Are Breast Implants “Absolutely Safe”? OBOS Keeps Focus on Health Risks

By Judy Norsigian |

As New York subway riders know, advertising for breast augmentation is on the rise, with more explicit imagery than ever before. These ads are obviously good at attracting attention, but not so much when it comes to providing information. They never describe the risks, nor do they acknowledge the potential complications that can arise from breast implants.

For all the facts, read this updated and expanded article that addresses the known risks and answers such as questions as what happens when breast implants break, do breast implants make women sick, and what if I need to get my implants removed.

In addition, OBOS is working with the National Center for Health Research to ensure that health insurance policies cover treatment and breast implant removal when it is medically necessary. If you, or anyone you know, had a health insurance policy that refused to pay for medically necessary treatment related to breast implant problems, please contact: info [AT] breastimplantinfo.org

Screenshot from "Absolutely Safe"

Screenshot from “Absolutely Safe”

We’ve developed a Take Action center to track denials of coverage, and to explain what you can do to help educate yourself and others about breast implant safety.

For the past few years, OBOS has partnered with filmmaker Carol Ciancutti and university faculty and students to arrange screenings of “Absolutely Safe,” a documentary film about breast implants. Carol and I attend as many of the screenings as we can, serving as facilitators for the conversations afterwards. Students also learn about the challenges in making a documentary like this one.

We’re eager to visit more schools and communities, and we encourage you to reach out to your local college or a community group that might sponsor a screening. OBOS can provide the DVD at no charge and will work with organizers on the logistics. Simply tell your friends and colleagues to contact us to let us know of their interest.

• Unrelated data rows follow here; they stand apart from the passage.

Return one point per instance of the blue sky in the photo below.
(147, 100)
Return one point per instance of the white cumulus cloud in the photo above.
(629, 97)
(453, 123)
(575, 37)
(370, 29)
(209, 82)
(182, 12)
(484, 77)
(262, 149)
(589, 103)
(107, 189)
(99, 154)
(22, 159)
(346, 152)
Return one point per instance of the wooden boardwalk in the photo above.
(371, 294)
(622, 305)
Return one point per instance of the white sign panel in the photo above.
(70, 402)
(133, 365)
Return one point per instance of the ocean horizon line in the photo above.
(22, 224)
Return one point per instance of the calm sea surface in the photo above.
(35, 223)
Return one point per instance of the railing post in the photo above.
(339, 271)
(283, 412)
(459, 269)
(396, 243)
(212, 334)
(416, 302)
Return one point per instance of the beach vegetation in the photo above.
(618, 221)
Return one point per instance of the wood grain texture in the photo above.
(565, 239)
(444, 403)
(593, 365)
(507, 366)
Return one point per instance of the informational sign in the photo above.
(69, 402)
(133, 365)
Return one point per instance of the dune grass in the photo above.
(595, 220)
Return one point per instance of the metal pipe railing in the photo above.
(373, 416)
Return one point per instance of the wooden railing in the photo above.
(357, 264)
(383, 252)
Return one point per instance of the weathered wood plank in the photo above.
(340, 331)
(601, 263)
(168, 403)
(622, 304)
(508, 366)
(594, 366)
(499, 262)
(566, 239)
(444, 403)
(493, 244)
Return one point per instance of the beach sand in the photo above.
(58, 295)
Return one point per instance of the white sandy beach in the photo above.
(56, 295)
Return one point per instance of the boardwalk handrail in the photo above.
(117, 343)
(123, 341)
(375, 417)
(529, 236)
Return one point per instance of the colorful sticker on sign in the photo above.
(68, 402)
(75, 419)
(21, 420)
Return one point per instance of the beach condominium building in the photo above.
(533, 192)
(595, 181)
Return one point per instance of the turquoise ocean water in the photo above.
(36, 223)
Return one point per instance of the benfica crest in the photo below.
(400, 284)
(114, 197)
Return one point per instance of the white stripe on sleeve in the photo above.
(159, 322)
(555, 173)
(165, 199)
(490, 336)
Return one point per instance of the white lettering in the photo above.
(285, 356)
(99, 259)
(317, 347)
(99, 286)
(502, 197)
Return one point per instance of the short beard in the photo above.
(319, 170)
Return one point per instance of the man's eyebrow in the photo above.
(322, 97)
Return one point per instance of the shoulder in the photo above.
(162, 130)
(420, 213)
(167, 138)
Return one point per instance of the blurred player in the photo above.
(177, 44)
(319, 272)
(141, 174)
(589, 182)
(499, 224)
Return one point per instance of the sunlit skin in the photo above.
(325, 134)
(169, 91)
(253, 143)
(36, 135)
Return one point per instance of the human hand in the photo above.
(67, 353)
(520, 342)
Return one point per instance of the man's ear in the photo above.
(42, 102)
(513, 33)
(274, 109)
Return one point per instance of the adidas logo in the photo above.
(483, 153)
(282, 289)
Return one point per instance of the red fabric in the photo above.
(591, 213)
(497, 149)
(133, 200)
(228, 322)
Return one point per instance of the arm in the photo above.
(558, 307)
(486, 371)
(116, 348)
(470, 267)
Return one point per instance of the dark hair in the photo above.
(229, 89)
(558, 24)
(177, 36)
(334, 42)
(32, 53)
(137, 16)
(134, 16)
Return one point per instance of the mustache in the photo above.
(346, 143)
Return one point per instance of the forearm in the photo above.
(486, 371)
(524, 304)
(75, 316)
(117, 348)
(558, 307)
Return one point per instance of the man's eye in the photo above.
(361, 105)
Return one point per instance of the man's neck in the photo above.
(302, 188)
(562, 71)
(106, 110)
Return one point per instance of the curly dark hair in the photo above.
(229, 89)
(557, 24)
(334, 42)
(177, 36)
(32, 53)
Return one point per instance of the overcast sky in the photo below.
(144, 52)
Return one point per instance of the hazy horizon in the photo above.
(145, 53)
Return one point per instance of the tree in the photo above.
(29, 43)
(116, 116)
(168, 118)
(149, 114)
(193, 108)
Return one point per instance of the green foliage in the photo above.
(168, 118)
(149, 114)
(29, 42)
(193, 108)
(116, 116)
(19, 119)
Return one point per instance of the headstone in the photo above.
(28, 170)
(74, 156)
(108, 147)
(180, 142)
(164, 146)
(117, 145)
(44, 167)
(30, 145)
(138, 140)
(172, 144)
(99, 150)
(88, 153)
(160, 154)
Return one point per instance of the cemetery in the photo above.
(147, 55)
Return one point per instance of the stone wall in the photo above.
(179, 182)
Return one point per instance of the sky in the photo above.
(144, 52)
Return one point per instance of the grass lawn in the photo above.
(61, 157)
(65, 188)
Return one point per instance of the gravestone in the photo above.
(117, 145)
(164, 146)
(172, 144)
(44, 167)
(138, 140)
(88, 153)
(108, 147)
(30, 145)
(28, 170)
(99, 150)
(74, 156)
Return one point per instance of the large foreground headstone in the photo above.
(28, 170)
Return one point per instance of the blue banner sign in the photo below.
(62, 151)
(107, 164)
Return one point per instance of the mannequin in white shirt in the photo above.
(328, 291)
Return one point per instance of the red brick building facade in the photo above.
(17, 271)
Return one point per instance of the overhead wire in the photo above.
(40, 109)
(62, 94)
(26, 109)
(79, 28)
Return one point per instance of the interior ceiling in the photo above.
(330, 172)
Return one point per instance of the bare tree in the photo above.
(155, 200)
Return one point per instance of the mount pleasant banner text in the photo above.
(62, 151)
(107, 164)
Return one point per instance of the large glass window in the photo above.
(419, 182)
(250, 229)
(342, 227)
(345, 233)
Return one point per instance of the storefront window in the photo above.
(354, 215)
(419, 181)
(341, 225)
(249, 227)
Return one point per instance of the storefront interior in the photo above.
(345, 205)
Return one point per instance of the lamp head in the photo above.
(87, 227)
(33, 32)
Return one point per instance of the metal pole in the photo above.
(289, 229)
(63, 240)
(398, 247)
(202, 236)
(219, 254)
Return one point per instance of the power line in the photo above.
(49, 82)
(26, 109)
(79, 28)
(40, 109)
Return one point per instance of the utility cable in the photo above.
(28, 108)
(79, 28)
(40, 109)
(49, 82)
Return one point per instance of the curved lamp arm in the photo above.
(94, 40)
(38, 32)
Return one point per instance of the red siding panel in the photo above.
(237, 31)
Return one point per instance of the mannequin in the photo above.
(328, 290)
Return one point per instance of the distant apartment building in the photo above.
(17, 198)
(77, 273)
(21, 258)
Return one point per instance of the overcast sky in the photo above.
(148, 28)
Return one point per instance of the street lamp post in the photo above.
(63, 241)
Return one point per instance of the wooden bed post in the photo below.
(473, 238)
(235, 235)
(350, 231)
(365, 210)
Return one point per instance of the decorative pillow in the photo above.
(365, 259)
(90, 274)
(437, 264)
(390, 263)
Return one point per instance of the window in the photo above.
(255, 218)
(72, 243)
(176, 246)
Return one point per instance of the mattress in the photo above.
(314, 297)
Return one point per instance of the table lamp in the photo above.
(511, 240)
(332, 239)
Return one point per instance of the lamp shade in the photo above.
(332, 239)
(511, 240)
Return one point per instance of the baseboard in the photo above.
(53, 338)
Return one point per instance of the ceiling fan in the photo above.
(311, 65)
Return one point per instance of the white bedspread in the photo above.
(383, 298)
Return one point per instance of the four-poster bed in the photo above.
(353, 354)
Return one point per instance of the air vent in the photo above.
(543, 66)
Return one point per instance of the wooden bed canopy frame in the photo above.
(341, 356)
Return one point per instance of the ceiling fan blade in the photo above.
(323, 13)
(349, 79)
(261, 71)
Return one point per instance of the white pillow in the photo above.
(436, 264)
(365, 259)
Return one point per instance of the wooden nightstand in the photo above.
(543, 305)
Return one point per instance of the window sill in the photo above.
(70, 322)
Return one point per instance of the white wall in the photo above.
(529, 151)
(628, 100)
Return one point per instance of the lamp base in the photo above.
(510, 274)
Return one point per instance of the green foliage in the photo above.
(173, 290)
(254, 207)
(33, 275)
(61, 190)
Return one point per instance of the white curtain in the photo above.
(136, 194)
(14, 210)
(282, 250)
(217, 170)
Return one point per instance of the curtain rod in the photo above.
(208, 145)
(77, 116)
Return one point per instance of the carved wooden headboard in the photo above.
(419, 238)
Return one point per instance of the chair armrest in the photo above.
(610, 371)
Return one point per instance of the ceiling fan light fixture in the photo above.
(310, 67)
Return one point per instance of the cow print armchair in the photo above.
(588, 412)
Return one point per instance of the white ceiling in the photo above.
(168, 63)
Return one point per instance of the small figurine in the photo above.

“Absolutely Safe” presents a follows the stories of two women. From the film description:

27 year-old Deneé Dimiceli has long been insecure about her breast size, and she’s frank about why: a deep envy of pop culture icons and images of big-breasted women. Although her husband likes her breasts as they are and does not want her to take any risks by having surgery, Deneé chooses to go ahead with breast augmentation. Step by step, the film follows Deneé through the implantation process. With the help of renowned plastic surgeon Dr. Franklin Rose, Deneé becomes the “Full C” she has longed to be. Months after surgery, Deneé is happy and healthy, though she initially lost sensation in her breasts.

As Deneé makes the choice to get breast implants, we meet Wendi Myers who has spent years longing for a life without implants. After suffering unexplained illnesses for years – dizziness, hair loss, fatigue – Wendi believes her silicone implants are making her sick and that they are ruptured, even though the implants appear to be intact. With the financial help from her mother and the surgical skill of Dr. Edward Melmed, one of the few plastic surgeons in this country who argues that implants have severe flaws and cause illness in some women, Wendi makes a unique choice – to have her breast implants “ex-planted” and removed from her body forever. The remnants of Wendi’s implants, are an alarming discovery for Wendi and her family.

Viewers also meet plastic surgeons who are for and against the surgery, members of the FDA Advisory Committee that deliberated on the matter of putting silicone gel breast implants back on the market, and women who have suffered from silicone implants — including Carol’s mother. Here’s more about why and how Carol undertook this project.

The popularity of breast augmentation has tripled since 1997. Almost 300,000 women and teenagers underwent surgery to have their breasts enlarged with silicone or saline implants in 2013, and another 100,000 breast cancer patients had reconstruction after mastectomy, often with implants, as this article notes.

Yet many questions about long-term safety remain unanswered. “Absolutely Safe” is unique for taking an open-minded, personal approach to the challenges women encounter as they find themselves at the confusing intersection of health, money, science and beauty. We hope you’re interested in organizing a viewing!